Common measurements and language are critical elements.  Each partner in the alliance may elect to retain measurements they feel are uniquely important to them but which are not relevant to other partners; all partners, however, should adopt common measurements and language for tracking and reporting enterprise activity.  If, for example, the customer’s five most important Key Performance Indicators (KPI’s) are expressed as cost per end unit or cost per revenue unit, then the alliance partners providing support services to the customer should provide measures of their business that feed into the customer’s metrics in similar fashion and language.
The human part of the equation requires specific attention.  The degree of transparency required can be a challenge.  Sharing business intelligence and allowing visibility and integration of key processes may be a new dynamic for some.  Employing managers who have a collaboration orientation, are comfortable working with a range of technology systems, and who understand process design should be a priority for any firm engaged in an alliance business model.  Linking compensation to alliance performance strengthens the leverage towards implementation of cross-enterprise best practices.
Information is the Currency of Integration
Integrating and managing the supply chain seeks to assure that the right part shows up at the right place, at the right time.  The goal of services integration is to speed information to the point of need exactly when needed, thereby enabling the deployment of services in the most efficient manner.  The opportunity to integrate services to the level discussed here is enabled primarily by technology and information systems.  Information becomes knowledge, and knowledge becomes wisdom.  Wisdom, when acted upon correctly and speedily, becomes advantage.

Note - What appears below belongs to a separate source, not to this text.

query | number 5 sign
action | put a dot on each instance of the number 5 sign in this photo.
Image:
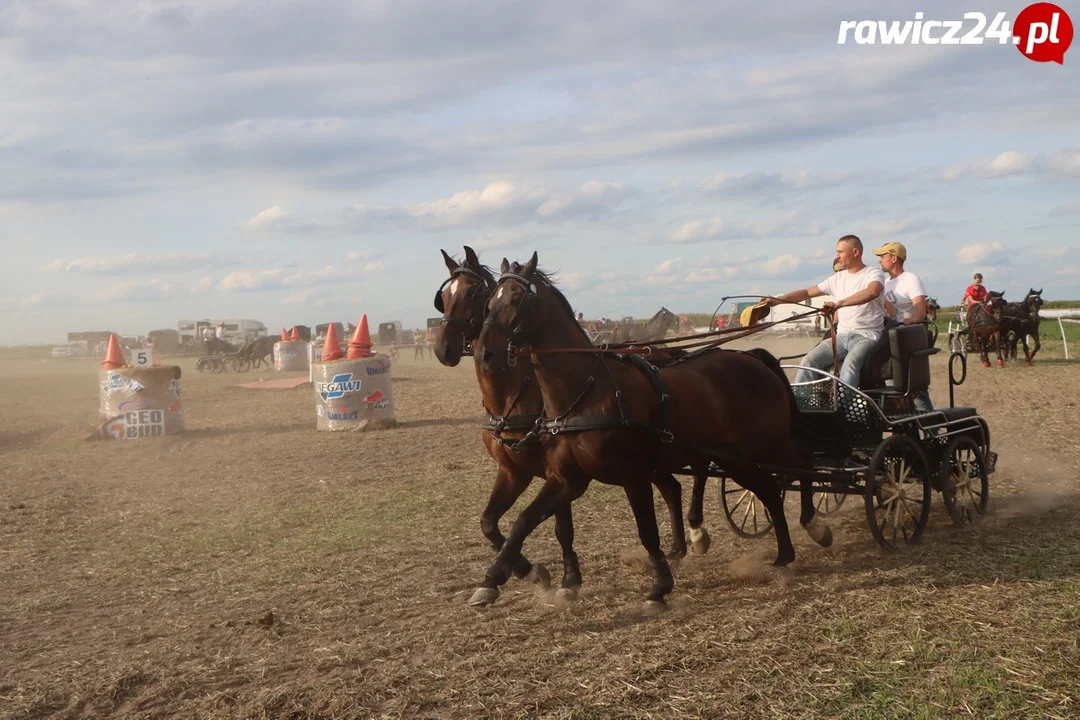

Condition-based service management systems proliferate today.  I get an email from the car dealership with an appointment date and time when it is time for an oil change in my vehicle; not based on distance driven or elapsed time but on the actual condition of the oil and operating conditions of the engine, and on the day of the week and time of day I prefer based on the history of previous visits.  Sensors communicate automatically when set parameters are reached, triggering a process that results in my pulling into a service bay.  In building management an exact parallel occurs when an outsourced HVAC maintenance provider is dispatched to service a unit by automated sensors linked to intelligent building systems.  This model can be applied at multiple levels, even to stocking paper for copiers.  The fact that cloud computing largely eliminates the cost of deploying these technologies is speeding their adoption.  Service vendors lower inventories, redeploy capacity, and reduce costs.  Customers have greater visibility, can forecast more accurately, and have more control over cash flow.
The philosophies behind service chain integration are not new: Deep integration of business processes by alliance members who are invested in each other’s success, who are intensely customer-centric, who trust each other and accept accountability, who are driven by a desire to achieve process excellence, and who share business intelligence willingly.  When merged into a cohesive operating system each becomes a force multiplier for the others, improving service quality, cost and efficiency.